Vale la pena empaparse de todo eso y, al mismo tiempo, dar gracias a Dios. Porque es por medio de toda esa gente que nosotros hemos llegado a ser cristianos.

Y es éste también un buen momento para preguntarnos qué vivían aquellos primeros cristianos en su interior, cómo experimentaban esta fuerza y este empuje tan grandes. Y a buen seguro que la respuesta es bien sencilla: las palabras que Jesús nos ha dicho hoy en el evangelio. "Yo soy la vid, vosotros los sarmientos, el que permanece en mí y yo en él, ése da fruto abundante; porque sin mí no podéis hacer nada". La experiencia profunda de la unión con Jesús, de pertenecerle, de participar de su vida, es lo que hizo posible el nacimiento de aquella primera comunidad de creyentes, capaces de tener toda su existencia transformada según Jesús.

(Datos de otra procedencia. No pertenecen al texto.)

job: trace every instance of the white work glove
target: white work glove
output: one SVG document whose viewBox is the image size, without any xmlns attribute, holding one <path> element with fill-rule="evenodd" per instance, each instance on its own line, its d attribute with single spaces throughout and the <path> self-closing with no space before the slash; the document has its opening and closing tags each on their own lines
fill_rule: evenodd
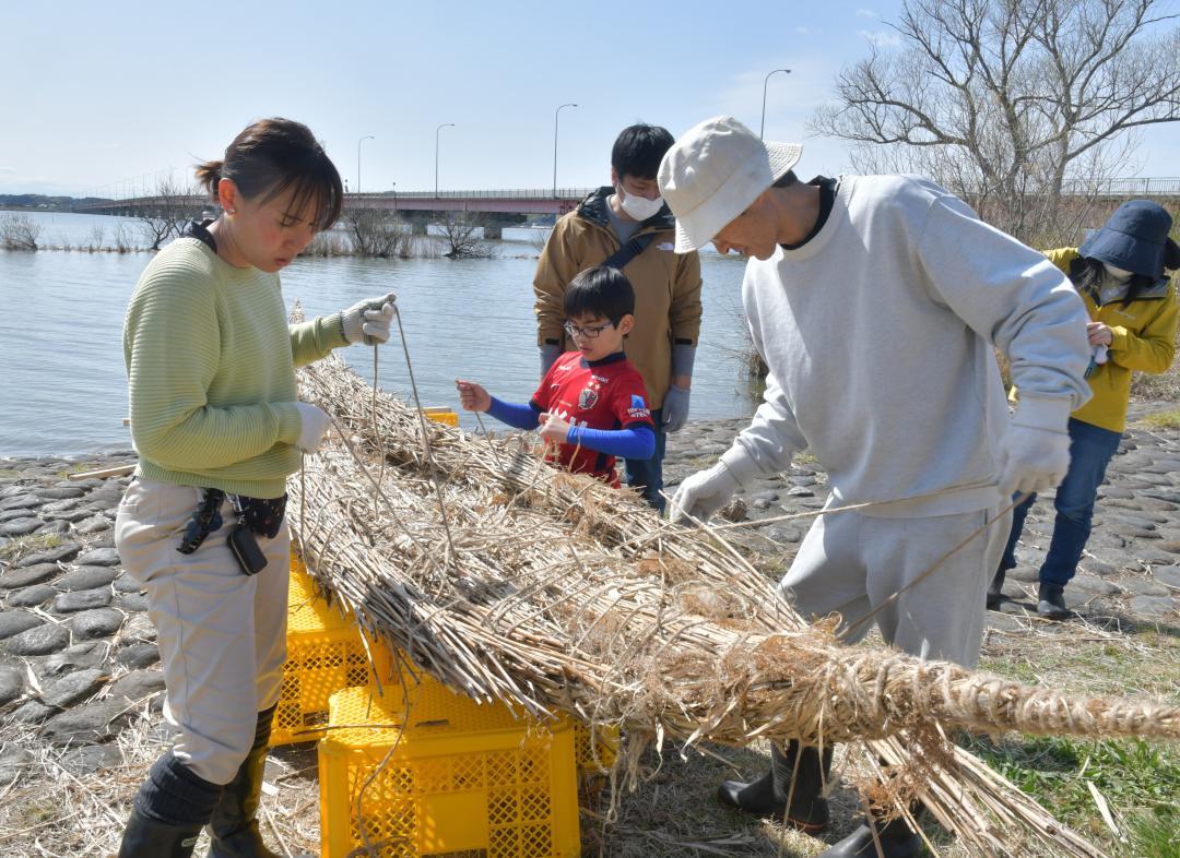
<svg viewBox="0 0 1180 858">
<path fill-rule="evenodd" d="M 393 322 L 393 292 L 376 298 L 366 298 L 340 311 L 340 326 L 349 343 L 376 345 L 389 342 L 389 323 Z"/>
<path fill-rule="evenodd" d="M 688 388 L 677 388 L 673 384 L 664 394 L 663 422 L 664 430 L 678 433 L 688 422 Z"/>
<path fill-rule="evenodd" d="M 299 409 L 300 418 L 299 441 L 295 442 L 295 446 L 303 453 L 315 453 L 323 443 L 323 436 L 327 434 L 328 427 L 332 425 L 332 417 L 322 408 L 313 405 L 310 402 L 296 402 L 295 408 Z"/>
<path fill-rule="evenodd" d="M 1021 396 L 999 456 L 1005 497 L 1056 488 L 1069 470 L 1069 397 Z"/>
<path fill-rule="evenodd" d="M 708 521 L 729 502 L 733 493 L 740 487 L 738 477 L 729 473 L 725 461 L 720 461 L 708 470 L 693 474 L 680 484 L 676 496 L 671 499 L 668 517 L 683 523 L 690 523 L 688 516 L 696 521 Z"/>
</svg>

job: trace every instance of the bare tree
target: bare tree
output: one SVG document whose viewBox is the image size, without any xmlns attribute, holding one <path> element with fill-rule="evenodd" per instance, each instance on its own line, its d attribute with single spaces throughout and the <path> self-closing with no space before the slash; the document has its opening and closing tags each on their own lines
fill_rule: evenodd
<svg viewBox="0 0 1180 858">
<path fill-rule="evenodd" d="M 8 212 L 0 217 L 0 244 L 7 250 L 37 250 L 41 225 L 27 214 Z"/>
<path fill-rule="evenodd" d="M 483 226 L 478 214 L 465 211 L 448 211 L 439 224 L 442 229 L 442 256 L 448 259 L 487 259 L 492 245 L 479 232 Z"/>
<path fill-rule="evenodd" d="M 346 209 L 345 222 L 353 232 L 353 250 L 361 256 L 399 256 L 406 238 L 396 216 L 386 209 Z"/>
<path fill-rule="evenodd" d="M 840 73 L 812 130 L 858 169 L 912 171 L 1014 235 L 1068 229 L 1135 131 L 1180 120 L 1180 29 L 1160 0 L 904 0 L 900 51 Z"/>
<path fill-rule="evenodd" d="M 152 202 L 139 212 L 140 232 L 148 246 L 159 250 L 168 239 L 179 236 L 189 220 L 199 216 L 197 191 L 173 182 L 170 176 L 156 183 Z"/>
</svg>

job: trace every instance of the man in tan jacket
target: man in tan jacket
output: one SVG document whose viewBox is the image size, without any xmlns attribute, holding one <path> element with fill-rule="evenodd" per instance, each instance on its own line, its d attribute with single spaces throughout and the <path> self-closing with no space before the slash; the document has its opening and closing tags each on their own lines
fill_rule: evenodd
<svg viewBox="0 0 1180 858">
<path fill-rule="evenodd" d="M 625 460 L 627 482 L 661 512 L 664 433 L 688 420 L 701 330 L 701 259 L 695 252 L 675 253 L 675 220 L 656 184 L 671 144 L 671 134 L 658 126 L 623 128 L 610 154 L 611 184 L 558 219 L 533 277 L 542 376 L 570 346 L 562 328 L 566 284 L 595 265 L 618 268 L 631 282 L 635 328 L 624 350 L 648 389 L 656 451 L 648 460 Z"/>
</svg>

Para ellos también, este momento de cada domingo, alrededor de la mesa de la palabra y de la Eucaristía, era un momento culminante: el momento en que se hacía posible y palpable la unión con Jesús que vivían cada día. Que, como lo era para ellos, lo sea también para todos nosotros.

JOSÉ LLIGADAS
MISA DOMINICAL 1991/07


Señor, Tú que te has dignado redimirnos y has querido hacernos hijos tuyos; míranos siempre con amor de Padre y haz que cuantos creemos en Cristo tu Hijo, alcancemos la libertad verdadera y la herencia eterna.